Il Papa al Centro Betlemme
“Buonasera a tutti voi! Sono contento di visitarvi, di essere tra voi. Grazie di ricevermi”. È il saluto del Papa, a braccio, agli ospiti del Centro Betlemme, gestito alla periferia di Bratislava dalle Suore della Congregazione di Madre Teresa. “E ringrazio tanto le suore, il lavoro he fanno”, ha proseguito Francesco parlando sempre a braccio nel piazzale antistante il Centro: “Lavoro di accoglienza, di aiuto, di accompagnamento. Grazie tante! Anche ringrazio le mamme e i papà e tutti i ragazzi di essere qui in questo momento. E anche il Signore è con noi: quando noi siamo insieme, così felici, il Signore è con noi. È con noi anche quando c’è il momento della prova. Mai ci abbandona. Possiamo vederlo o non possiamo vederlo, ma il Signore sempre ci accompagna nei momenti della vita. Non dimentichiamolo questo, soprattutto nei momenti bui”.
Poi la visita alla struttura e l’incontro con i senzatetto.
Chi distrugge un solo uomo distrugge il mondo intero
“Non sono la distruzione e la morte ad avere l’ultima parola, ma il rinnovamento e la vita. E se la sinagoga in questo sito è stata demolita, la comunità è ancora presente. È viva e aperta al dialogo”. Il Papa ha concluso il discorso rivolto alla comunità ebraica slovacca usando accenti di speranza. “Qui le nostre storie si incontrano di nuovo”, le parole dalla Piazza Rybné námestie: ”Qui insieme affermiamo davanti a Dio la volontà di proseguire nel cammino di avvicinamento e di amicizia”.
“Conservo vivo in me il ricordo dell’incontro a Roma nel 2017 con i Rappresentanti delle vostre comunità ebraiche e cristiane”, ha rivelato Francesco: “Sono lieto che in seguito sia stata istituita una Commissione per il dialogo con la Chiesa cattolica e che abbiate pubblicato insieme importanti documenti. È bene condividere e comunicare ciò che unisce. Ed è bene proseguire, nella verità e con sincerità, nel percorso fraterno di purificazione della memoria per risanare le ferite passate, così come nel ricordo del bene ricevuto e offerto”.
Secondo il Talmud, la citazione del Papa, “chi distrugge un solo uomo distrugge il mondo intero, e chi salva un solo uomo salva il mondo intero.
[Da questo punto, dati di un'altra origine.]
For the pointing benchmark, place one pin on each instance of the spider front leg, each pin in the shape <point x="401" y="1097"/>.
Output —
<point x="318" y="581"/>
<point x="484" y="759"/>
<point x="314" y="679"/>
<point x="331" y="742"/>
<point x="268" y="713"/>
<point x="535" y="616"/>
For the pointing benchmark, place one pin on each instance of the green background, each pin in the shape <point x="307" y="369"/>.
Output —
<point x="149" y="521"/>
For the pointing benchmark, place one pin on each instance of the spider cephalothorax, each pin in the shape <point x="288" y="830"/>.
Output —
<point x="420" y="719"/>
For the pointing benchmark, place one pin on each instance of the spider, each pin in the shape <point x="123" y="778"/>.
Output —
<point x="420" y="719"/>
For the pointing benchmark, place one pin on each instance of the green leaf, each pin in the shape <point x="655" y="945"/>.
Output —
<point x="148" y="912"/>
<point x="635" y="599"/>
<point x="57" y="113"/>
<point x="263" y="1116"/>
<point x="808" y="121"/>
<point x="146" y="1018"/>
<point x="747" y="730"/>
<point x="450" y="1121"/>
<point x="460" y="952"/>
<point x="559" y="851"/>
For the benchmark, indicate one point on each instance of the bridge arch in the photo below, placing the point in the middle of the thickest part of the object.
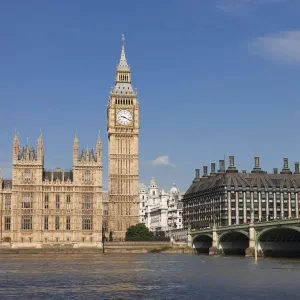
(237, 231)
(234, 242)
(202, 242)
(280, 241)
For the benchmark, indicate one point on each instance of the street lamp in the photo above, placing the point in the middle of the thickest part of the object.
(103, 239)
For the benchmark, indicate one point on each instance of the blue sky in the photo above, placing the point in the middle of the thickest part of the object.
(214, 78)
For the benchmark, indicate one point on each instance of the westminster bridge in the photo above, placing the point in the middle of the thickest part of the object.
(269, 238)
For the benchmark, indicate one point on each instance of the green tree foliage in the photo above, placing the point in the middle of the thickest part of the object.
(139, 232)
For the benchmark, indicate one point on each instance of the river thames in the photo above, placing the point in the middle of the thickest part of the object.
(146, 276)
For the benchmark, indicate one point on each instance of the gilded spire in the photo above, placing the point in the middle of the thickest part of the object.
(99, 139)
(40, 140)
(123, 66)
(75, 138)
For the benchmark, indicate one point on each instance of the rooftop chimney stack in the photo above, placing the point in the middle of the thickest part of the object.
(285, 163)
(256, 168)
(205, 171)
(221, 166)
(286, 169)
(231, 168)
(256, 159)
(212, 168)
(231, 161)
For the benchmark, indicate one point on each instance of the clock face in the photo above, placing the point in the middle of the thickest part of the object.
(124, 117)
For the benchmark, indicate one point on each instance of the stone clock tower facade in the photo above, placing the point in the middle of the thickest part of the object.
(123, 124)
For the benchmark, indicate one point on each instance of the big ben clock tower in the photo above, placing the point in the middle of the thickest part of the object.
(123, 135)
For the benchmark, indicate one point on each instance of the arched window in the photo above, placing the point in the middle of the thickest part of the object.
(87, 178)
(27, 175)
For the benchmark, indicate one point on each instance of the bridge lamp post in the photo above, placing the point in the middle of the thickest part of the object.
(255, 246)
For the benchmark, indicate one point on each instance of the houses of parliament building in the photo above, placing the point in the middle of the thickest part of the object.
(41, 208)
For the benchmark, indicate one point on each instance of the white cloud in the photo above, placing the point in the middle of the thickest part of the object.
(162, 161)
(234, 6)
(297, 113)
(283, 46)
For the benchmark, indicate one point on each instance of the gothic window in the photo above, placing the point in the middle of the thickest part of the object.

Ognuno conta, e conta molto quello che fate attraverso la vostra preziosa condivisione. Vi ringrazio per le porte che avete aperto da entrambe le parti. Il mondo ha bisogno di porte aperte. Sono segni di benedizione per l’umanità”.
“Qui, in questa terra slovacca, terra d’incontro tra est e ovest, tra nord e sud – la consegna finale – la famiglia dei figli di Israele continui a coltivare questa vocazione, la chiamata a essere segno di benedizione per tutte le famiglie della terra. La benedizione dell’Altissimo si riversa su di noi quando vede una famiglia di fratelli che si rispettano, si amano e collaborano. Vi benedica l’Onnipotente, perché in mezzo a tanta discordia che inquina il nostro mondo possiate essere sempre, insieme, testimoni di pace. Shalom”.